En La orilla africana no hay verdadera historia sino un mosaico de situaciones sin conexión aparente. A la sombra de la tradición oral, el autor se enfrenta al mayor enigma: el sentido final de la existencia humana, no como conjunto, sino como una sucesión de hechos dispersos que, en palabras del poeta Gimferrer, remiten a lo que Wittgenstein llamó «hechos atómicos» en el espacio. La plasmación de esta compleja realidad hecha de partículas se consigue, en cambio, mediante una asombrosa sencillez. Rey Rosa ha defendido siempre la naturalidad explosiva, la ausencia de artificio. Cuando aborda la vida elude toda grandilocuencia, y sus textos refulgen con una pureza diamantina. Su paso por el cine le ha transformado, además, en un maestro del montaje, un gran hacedor de «sombras» que interrumpen el hilo narrativo para crear una atmósfera desolada más próxima a Marguerite Duras. En La orilla africana es tan importante lo que vemos como lo que se hurta al ojo, lo que ocurre como una realidad esquiva e inquietante de la que casi nada se llegará a saber. Tampoco hay sentido último, como no sea cierta simetría de moneda en la que el pastor Hamsa seguirá fiel a su origen, mientras el colombiano romperá todo vínculo con su pasado y, a la manera bowlesiana, sucumbirá a las fuerzas de lo desconocido.

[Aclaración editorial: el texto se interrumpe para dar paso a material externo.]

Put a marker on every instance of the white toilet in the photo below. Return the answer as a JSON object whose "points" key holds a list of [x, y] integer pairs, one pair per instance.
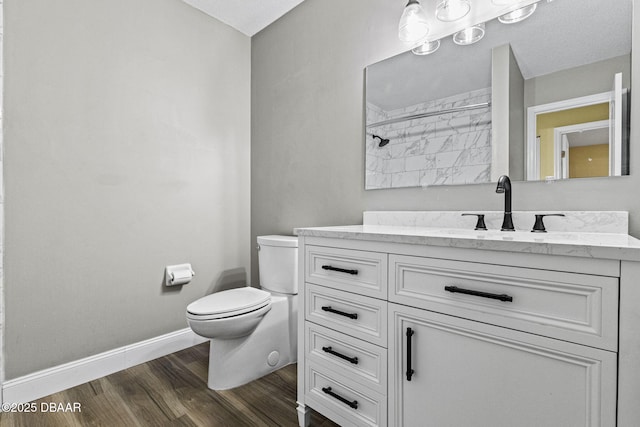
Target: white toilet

La orilla africana supone, pues, un compendio de las virtudes e intereses de Rey Rosa: el choque entre dos mundos, la violencia como latido, el poder del azar, la incertidumbre metafísica, todo ello con una prosa orientada a la percepción pura, una prosa desnuda, luminosa, poética, donde más que reflejar lo imprescindible, se diría que sólo hay cabida para lo inevitable.